OpenXR Toolkit (upscaling, world scale, hand tracking...) - Release thread

This is the way things are measured in OpenXR Toolkit:

app CPU is the time measured

  • From the moment the OpenXR runtime tells the game: we’re ready for the next frame
  • To the moment the game finishes submission of the frame for display and begins waiting for the next frame

This is a universal definition of “all the time an app take to make a frame, minus any time spent waiting”.

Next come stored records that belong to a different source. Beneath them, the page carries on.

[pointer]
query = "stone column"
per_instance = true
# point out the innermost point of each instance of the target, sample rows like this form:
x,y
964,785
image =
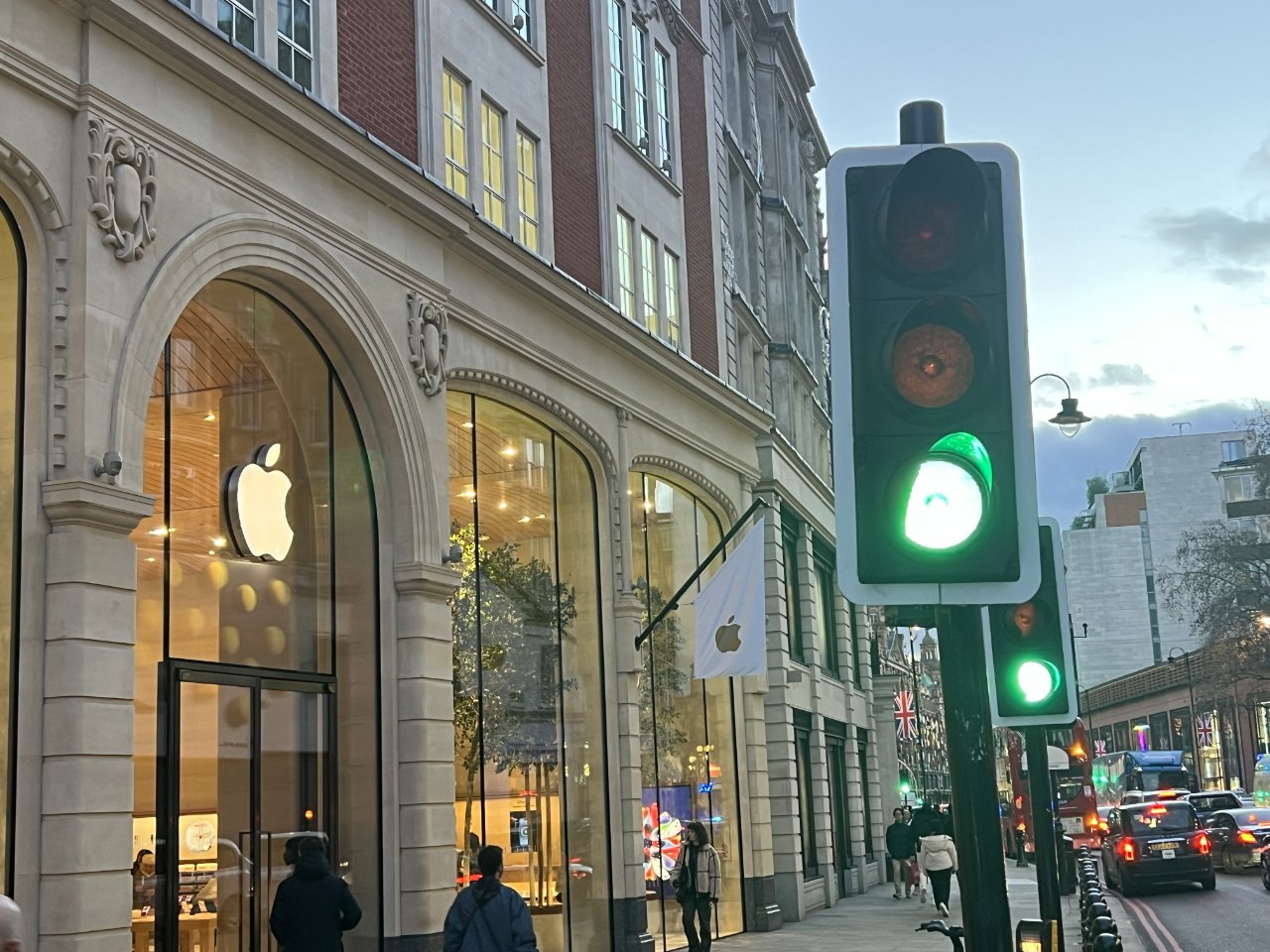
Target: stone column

rdr CPU is the time measured

  • From the moment the app manifest its intent to start drawing a new frame
  • To the moment the begins submission of the frame for display.

Now the definitions of MainThread and RdrThreads are… I have absolutely no idea. This isn’t documented anywhere is it? So who knows what they measure. These aren’t standard measures. They measure “stuff that Asobo finds useful”.

What I see from your screenshot is that:

  • app GPU matches exactly “GPU” from MSFS overlay
  • app CPU matches exactly the frame time right under your FPS in the MSFS overlay
  • the MSFS overlay tells you you are limited by CPU (I think? It’s hard to read if it’s a C or a G), just like the OpenXR Toolkit overlay tells you.

In order words: OpenXR Toolkit and MSFS overlay agree, but they use different naming conventions.

My guess is that MainThread and RdrThread have somehow some overlap, but this is not indicated by the overlay. Thread = thing that runs in parallel. The MSFS overlay doesn’t provide any information about what runs in parallel and what sort of phasing (delta between when a thread runs and another one starts running).

Yet the DevMode overlay is telling you in plain letters “Limited by CPU”? (again please help me read if this is a C or a G… looks like a C to me).

“loads” are 100% not representative of frame times. You have multiple CPU cores, and as described above, it’s isn’t clear from the overlay what interdependencies there are between threads. For example, let’s assume the following guess:

  • MainThread is pinned to Core 0
  • RdrThread is pinned to Core 1
  • Top of the frame loop, MainThread wakes up, performs some work related to game logic, networking, physics… you name it. You have load on Core 0.
  • Meanwhile, RdrThread is waiting until the MainThread has a sufficient clear picture of what needs to be rendered. When this happens, Core 1 is idle.
  • Eventually MainThread signals RdrThread to wake up and do its job. At this point, you have a load on both Core 0 and Core 1.
  • At some point, MainThread might run out of work to do, but since RdrThread is not done doing its work, MainThread has to wait for it. It goes to sleep. Core 0 is now idle.
  • Eventually, RdrThread completes and signals MainThread to wake up and finish frame submission. At this point Core 1 is idle again and load is on Core 0.
  • MainThread finishes its work and submits the frame for display.

We can try to do a cheap timing diagram of this showing how neither Core 0 nor Core 1 will run at 100%:

As you can see here too, MainThread and RdrThread both participate to CPU frame times, but not in a predictable slice. The total duration of MainThread does not corresponds to the frame time on the CPU due to the idle/hand-over to RdrThread in the middle.

Now IF you CPU was faster, both the time spend in MainThread and RdrThread would be shorter, which would lead to faster CPU frame time.
However, IF you CPU has more cores, but these cores aren’t any faster, your CPU frame time would remain identical.

Going back to comparing measurements from OpenXR Toolkit, this is the (tentative) picture I draw:

I said TENTATIVE because Asobo and only Asobo knows what MainThread/RdrThread do and how they interact with each other. Therefore this is a best guess based on how typical multi-threaded applications would perform.